Cover the dough with a damp cloth and let it rest for about 10 minutes.
Continue to knead the dough for another 10 minutes until it comes off the bowl easily.
Shape the dough into a ball and cover the bowl with clingfilm or an airtight lid. A damp cloth over the bowl will also work. Let the dough rest for approximately three hours in room temperature.
Once the dough has risen, divide it into four pieces. Roll the dough into balls and let them rise again in a bowl, covered with an airtight lid or clingfilm, or a proofing box for an hour.
Porcini mushroom pizza
Place a ball of dough onto a pizza peel, dusted with flour. Alternatively, you can shape your pizza and add the toppings on a wooden cutting board or an oven tray. Press out the air in the dough, from the center toward the edges. Stretch the base to make it round (Ø approx. 30 cm). Leave about 1 cm of crust around the pizza. Remember to use enough flour under the dough to stop it from sticking.

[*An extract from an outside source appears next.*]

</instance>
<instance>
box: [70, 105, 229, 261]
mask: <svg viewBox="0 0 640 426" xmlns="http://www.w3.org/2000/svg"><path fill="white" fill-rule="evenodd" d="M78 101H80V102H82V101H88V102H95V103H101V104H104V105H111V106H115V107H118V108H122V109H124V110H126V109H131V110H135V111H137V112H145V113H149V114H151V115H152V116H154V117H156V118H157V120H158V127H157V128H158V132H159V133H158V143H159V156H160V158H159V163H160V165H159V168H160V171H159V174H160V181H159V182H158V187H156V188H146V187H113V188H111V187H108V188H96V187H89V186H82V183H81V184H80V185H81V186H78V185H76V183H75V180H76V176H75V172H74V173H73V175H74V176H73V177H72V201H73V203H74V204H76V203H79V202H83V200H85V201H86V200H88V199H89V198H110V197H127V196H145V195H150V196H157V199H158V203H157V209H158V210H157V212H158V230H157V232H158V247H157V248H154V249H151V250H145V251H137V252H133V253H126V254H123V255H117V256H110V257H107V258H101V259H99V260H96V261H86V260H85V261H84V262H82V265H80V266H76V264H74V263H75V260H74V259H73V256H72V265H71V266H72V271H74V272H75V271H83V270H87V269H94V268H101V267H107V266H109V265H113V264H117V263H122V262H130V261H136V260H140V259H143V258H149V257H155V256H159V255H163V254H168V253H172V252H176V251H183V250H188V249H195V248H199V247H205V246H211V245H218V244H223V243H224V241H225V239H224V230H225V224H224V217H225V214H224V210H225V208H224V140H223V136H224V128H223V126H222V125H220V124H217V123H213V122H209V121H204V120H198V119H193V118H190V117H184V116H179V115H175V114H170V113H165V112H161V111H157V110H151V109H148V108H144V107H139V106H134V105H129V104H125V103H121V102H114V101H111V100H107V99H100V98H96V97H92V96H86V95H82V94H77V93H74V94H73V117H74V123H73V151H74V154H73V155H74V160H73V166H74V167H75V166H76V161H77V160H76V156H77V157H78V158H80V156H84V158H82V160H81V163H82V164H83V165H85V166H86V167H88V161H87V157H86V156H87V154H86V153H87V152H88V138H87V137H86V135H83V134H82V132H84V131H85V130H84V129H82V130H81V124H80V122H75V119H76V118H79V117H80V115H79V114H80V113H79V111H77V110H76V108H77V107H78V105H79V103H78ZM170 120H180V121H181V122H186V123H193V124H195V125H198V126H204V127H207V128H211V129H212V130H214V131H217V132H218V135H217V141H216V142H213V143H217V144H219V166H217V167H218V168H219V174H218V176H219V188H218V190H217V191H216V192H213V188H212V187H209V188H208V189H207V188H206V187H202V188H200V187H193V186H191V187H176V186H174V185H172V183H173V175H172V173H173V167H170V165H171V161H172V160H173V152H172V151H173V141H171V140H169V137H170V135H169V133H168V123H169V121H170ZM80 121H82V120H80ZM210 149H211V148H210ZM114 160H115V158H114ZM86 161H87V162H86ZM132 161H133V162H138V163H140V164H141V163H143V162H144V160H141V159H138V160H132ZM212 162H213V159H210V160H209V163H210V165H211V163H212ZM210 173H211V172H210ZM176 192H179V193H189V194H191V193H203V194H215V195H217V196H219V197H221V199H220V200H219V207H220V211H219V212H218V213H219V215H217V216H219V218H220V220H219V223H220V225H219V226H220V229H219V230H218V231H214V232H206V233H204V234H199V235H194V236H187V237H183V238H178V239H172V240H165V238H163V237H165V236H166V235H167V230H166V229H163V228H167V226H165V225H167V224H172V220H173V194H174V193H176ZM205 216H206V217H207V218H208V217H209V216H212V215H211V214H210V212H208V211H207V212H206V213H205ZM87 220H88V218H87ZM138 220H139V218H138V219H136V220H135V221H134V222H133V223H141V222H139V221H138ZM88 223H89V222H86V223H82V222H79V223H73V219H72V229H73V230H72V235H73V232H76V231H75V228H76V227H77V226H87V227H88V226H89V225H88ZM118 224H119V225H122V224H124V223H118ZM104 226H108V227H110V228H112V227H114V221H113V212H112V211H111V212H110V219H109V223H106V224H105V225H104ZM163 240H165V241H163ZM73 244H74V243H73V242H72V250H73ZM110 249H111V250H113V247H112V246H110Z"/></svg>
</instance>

Coat the base evenly with the crème fraîche, followed by the grated Emmental. Arrange the parsley and mushrooms and pour the olive oil in a thin stream on top of the pizza.
Slide the pizza onto a hot pizza stone or tray by using a peel. Bake for 3–5 minutes at the top of the oven under the grill or until the pizza has a beautiful golden color.
Add some ground pepper, parmesan flakes and, if you want, a few slices of cold-smoked reindeer as a finishing touch.
A pizza stone or a baking steel
The important thing when baking a pizza is to get the base and the toppings to cook through simultaneously. Achieving a crispy base is often difficult, but a pizza stone or a baking steel will help. Both work the same way: the stone or the steel is heated up in an oven where it stores the heat. As steel conducts heat better, it will give your pizza that crispy base quicker. Baking steels are more expensive than pizza stones, but they are also more durable and will not crack like pizza stones, which are often quite sensitive to impacts.
Place your pizza stone (or baking steel) at the bottom of the oven and heat up the oven to its maximum temperature. This will take around half an hour. If you have an infrared thermometer, measure the stone’s internal temperature – it should be at least 250 °C. Place an oven rack at the top of the oven. Place the stone with the pizza on top at the bottom of the oven and turn on the grill. Bake the pizza for roughly 3–4 minutes at the bottom, until the base has got some color. Then, use the peel to lift the pizza onto the rack and continue baking it until the toppings are properly browned.